U deed eerder onderzoek naar schadelijke stoffen in het milieu en in de mens. Wat valt op?

„Opvallend is dat er zo nu en dan stoffen worden verboden maar dat er dan weer heel snel nieuwe varianten op de markt komen die vaak net zo schadelijk zijn. Het lijkt een tactiek van de industrie. Het verbieden van stoffen die erg schadelijk zijn is een veel te lang proces. Daarbij wordt er onder andere gebruikgemaakt van lobbytactieken in Brussel, iets waar onderzoekers helemaal geen tijd voor hebben. Als uiteindelijk de stof toch wordt uitgebannen, staat er al weer eentje klaar die er erg op lijkt. Dan begint het hele circus weer opnieuw."

Hoe moeten we volgens u naar een systeem waarbij die slechte stoffen niet steeds worden vervangen door vergelijkbare stoffen die ook schadelijk zijn?

„Als een stof schadelijk wordt bevonden, zou er overwogen moeten worden om direct de hele stofgroep aan banden te leggen. Dat kan gaan om honderden stofjes die erg op elkaar lijken, zoals nu met de PFAS-problematiek.

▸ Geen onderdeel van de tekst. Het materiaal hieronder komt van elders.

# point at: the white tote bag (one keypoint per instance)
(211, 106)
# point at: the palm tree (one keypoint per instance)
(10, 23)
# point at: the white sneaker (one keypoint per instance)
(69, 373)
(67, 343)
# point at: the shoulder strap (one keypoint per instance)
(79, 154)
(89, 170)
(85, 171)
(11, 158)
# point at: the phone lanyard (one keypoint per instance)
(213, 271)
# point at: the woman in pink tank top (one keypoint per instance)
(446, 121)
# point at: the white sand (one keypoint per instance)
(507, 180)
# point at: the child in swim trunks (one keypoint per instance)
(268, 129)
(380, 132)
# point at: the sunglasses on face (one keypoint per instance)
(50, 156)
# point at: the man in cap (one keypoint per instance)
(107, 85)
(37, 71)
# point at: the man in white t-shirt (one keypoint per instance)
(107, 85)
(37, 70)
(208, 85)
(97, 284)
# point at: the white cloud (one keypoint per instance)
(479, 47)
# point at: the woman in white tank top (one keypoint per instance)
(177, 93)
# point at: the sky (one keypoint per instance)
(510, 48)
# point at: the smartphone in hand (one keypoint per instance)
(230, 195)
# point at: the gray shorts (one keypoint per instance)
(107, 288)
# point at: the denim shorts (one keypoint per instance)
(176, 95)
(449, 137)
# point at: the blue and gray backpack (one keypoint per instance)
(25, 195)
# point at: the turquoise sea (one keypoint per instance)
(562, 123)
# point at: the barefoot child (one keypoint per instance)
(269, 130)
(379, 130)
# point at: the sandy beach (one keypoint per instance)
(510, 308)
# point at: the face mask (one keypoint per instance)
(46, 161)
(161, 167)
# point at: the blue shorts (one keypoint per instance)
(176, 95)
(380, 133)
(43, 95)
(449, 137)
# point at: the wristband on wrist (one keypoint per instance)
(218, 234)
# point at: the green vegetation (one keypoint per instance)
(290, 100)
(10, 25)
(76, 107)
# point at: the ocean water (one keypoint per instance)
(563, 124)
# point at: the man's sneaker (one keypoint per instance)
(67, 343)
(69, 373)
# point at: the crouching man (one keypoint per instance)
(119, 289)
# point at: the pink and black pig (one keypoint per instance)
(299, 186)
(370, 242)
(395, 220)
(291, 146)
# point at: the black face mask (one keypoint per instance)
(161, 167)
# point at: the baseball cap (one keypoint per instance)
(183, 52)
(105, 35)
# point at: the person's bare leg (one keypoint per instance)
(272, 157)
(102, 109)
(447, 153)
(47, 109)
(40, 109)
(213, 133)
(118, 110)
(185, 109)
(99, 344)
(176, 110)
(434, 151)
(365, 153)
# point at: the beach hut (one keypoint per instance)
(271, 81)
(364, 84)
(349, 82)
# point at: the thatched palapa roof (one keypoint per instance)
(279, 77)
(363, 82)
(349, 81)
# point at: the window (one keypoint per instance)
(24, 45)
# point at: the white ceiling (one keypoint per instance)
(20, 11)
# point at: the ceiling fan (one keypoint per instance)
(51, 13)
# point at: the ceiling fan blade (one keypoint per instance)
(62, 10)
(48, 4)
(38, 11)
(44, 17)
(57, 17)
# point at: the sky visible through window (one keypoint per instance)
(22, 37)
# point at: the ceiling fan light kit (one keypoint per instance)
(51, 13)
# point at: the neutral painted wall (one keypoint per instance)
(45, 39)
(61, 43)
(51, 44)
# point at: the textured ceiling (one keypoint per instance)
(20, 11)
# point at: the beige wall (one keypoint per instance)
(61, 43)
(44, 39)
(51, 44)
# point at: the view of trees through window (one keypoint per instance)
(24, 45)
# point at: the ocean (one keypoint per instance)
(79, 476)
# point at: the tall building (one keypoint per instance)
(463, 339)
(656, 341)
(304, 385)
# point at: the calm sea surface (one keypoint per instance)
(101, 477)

Dezelfde werking betekent vaak ook dezelfde schadelijkheid."

„Ik heb geen tijd om tijdens de zaterdagse boodschappen overal met glazen flessen langs te gaan, maar ik gebruik zo min mogelijk plastic."

„Ook zouden we kunnen gaan naar een systeem van het omgekeerde bewijs. Eerst zou moeten worden aangetoond dat een stof echt onschadelijk is in plaats van het op de markt brengen met minimale toetsing. Het gekke is dat we heel streng zijn bij geneesmiddelen en pesticiden, maar bij bijvoorbeeld stoffen die aan consumentenproducten worden toegevoegd om het ontstaan van brand te vertragen niet. Er wordt vanuit gegaan dat mensen die toch niet opeten. Het betekent echter niet dat we ze niet binnen krijgen." 

Hebt u uw levensstijl aangepast?

„Voor zover mogelijk zeker. Ik heb geen tijd om tijdens de zaterdagse boodschappen overal met glazen flessen langs te gaan, maar ik gebruik zo min mogelijk plastic. Ook warm ik geen plastic op in de magnetron, omdat dan chemicaliën uit de verpakking in het eten kunnen lekken. Mijn lunch neem ik mee in een roestvrijstalen broodtrommel in plaats van plastic zakjes en tijdens het schoonmaken gebruik ik zo min mogelijk schadelijke chemicaliën. Het is misschien een druppel op een gloeiende plaat, maar het scheelt iets."